RFTA budget burning as board stalls | AspenTimes.com

RFTA budget burning as board stalls

Faced with a budget crisis that threatens the long-term existence of the valley’s bus service, the Roaring Fork Transit Authority’s board of directors remains fractured over how to solve the problem.

For the third straight month, the RFTA board decided Thursday to delay a decision on how to work itself out of the tough financial situation.

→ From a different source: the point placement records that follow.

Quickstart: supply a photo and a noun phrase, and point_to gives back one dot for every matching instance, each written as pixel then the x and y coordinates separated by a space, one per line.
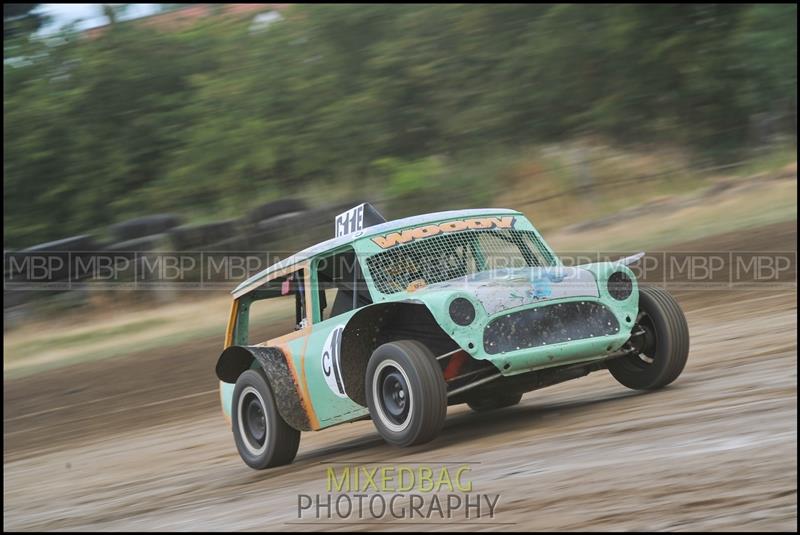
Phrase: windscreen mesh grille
pixel 449 256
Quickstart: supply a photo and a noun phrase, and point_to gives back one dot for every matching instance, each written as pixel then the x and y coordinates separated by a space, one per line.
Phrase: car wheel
pixel 406 393
pixel 660 338
pixel 262 436
pixel 493 402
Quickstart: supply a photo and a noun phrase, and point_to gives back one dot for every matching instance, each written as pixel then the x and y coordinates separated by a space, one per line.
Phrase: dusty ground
pixel 138 443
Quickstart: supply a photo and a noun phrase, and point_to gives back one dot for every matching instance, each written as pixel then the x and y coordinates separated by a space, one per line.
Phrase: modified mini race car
pixel 394 321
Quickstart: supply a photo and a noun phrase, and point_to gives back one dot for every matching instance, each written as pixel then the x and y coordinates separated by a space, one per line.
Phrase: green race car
pixel 394 321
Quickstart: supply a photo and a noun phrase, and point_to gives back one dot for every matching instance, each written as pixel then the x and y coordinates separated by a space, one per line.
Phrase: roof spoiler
pixel 357 218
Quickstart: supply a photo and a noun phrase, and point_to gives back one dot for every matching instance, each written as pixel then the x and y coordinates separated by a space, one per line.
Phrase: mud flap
pixel 237 359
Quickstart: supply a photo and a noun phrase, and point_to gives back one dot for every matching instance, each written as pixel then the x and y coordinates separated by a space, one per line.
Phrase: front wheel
pixel 262 436
pixel 660 339
pixel 406 393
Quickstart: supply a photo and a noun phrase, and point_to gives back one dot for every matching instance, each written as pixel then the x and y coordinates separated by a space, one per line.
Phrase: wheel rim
pixel 252 420
pixel 644 341
pixel 392 395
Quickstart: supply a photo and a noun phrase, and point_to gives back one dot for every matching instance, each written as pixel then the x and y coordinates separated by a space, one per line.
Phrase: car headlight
pixel 619 286
pixel 462 311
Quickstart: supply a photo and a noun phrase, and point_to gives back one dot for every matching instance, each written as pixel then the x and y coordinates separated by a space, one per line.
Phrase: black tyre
pixel 661 340
pixel 493 402
pixel 262 437
pixel 406 393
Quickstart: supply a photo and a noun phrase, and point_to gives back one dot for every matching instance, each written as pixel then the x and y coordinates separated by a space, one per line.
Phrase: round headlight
pixel 620 286
pixel 462 311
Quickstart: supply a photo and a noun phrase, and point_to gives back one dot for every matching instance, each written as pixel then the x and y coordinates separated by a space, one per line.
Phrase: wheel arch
pixel 379 323
pixel 235 360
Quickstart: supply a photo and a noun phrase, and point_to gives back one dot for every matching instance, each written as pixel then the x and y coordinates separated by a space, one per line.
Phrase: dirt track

Some board members acknowledge privately that seeking a sales tax increase from voters in November is probably out of the question now.

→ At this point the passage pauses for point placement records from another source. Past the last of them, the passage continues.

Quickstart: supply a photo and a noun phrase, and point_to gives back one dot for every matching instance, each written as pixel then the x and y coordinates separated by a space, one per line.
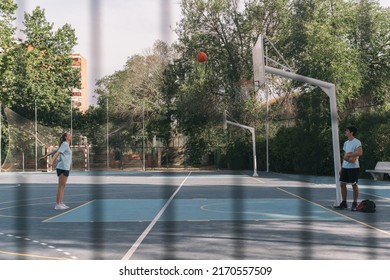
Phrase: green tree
pixel 134 97
pixel 40 70
pixel 7 30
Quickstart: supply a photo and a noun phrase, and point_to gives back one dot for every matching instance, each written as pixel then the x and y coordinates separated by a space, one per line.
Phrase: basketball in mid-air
pixel 201 57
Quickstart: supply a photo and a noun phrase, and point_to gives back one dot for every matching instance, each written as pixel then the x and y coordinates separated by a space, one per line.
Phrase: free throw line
pixel 141 238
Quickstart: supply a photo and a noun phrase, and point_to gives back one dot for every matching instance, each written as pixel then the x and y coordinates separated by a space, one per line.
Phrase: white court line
pixel 141 238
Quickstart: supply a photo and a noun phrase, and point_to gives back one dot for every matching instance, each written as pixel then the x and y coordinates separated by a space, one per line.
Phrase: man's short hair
pixel 352 129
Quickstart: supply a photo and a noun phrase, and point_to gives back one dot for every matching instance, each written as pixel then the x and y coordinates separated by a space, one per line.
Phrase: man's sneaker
pixel 60 207
pixel 343 205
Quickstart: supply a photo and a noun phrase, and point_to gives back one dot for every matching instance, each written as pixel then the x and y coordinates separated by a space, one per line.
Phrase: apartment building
pixel 79 95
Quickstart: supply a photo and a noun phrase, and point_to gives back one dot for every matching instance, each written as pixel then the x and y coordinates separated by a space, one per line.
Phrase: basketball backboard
pixel 258 62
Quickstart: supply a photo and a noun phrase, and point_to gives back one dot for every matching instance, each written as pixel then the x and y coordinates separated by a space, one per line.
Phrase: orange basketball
pixel 201 57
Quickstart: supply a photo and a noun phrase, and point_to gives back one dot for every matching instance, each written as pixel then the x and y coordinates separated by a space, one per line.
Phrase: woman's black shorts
pixel 61 171
pixel 349 175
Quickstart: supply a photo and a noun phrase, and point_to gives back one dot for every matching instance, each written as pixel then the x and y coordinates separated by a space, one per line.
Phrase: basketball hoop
pixel 247 87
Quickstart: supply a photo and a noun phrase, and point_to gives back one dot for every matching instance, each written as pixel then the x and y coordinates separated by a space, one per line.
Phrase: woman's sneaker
pixel 64 205
pixel 60 207
pixel 343 205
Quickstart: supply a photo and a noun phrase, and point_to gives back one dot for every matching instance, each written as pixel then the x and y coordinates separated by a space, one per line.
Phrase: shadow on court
pixel 188 215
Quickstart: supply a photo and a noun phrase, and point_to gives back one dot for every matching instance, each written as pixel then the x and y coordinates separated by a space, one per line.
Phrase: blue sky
pixel 127 27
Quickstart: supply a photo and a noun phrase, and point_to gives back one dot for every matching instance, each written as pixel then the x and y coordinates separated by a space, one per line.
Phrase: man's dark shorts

The latest stumbling block to plotting a course was the city of Aspen’s insistence that an outside auditor be hired to make sure RFTA is running as efficiently as possible.

Aspen Mayor and RFTA board member Helen Klanderud said the Aspen council feels an exam by a consultant is necessary to show voters all options were explored before seeking a sales tax increase.

“An election too soon could end up in defeat,” Klanderud said.

But Snowmass Village Councilman and RFTA board member Arnie Mordkin said the exam is really an example of Aspen trying to micro-manage the valleywide bus agency.

“Get out of running RFTA,” Mordkin told Klanderud. He urged the full RFTA board not to allow one jurisdiction to “dictate” what the organization does. His use of the word “dictate” drew an objection from Klanderud.

At the heart of the dispute is the structure of RFTA’s governing board. Each of the governments that belong to the organization appoints one of its elected officials to RFTA’s board of directors. There are representatives from Aspen, Snowmass Village, Basalt, Carbondale and Glenwood Springs, as well as Pitkin and Eagle counties.

The board members meet once per month but action often gets delayed because representatives feel they must get direction from their own boards. RFTA operates like the United Nations, except meetings are only held once per month. Swift action is next to impossible.

In addition to the structural challenges, different RFTA directors have different opinions on how to solve the budget crisis. Some members have pressed for the last couple of months to take a hatchet to expenses, but nobody seems to want to pull the trigger on service cuts.

What may be in jeopardy is construction of a trail between Emma and Glenwood Springs and a massive plan to modernize the bus system.

Aspen Councilman and RFTA alternate Terry Paulson said the organization should concentrate on finding revenues for the current bus system and stop pursuing “dreams” like building the trail and building a Bus Rapid Transit system or BRT.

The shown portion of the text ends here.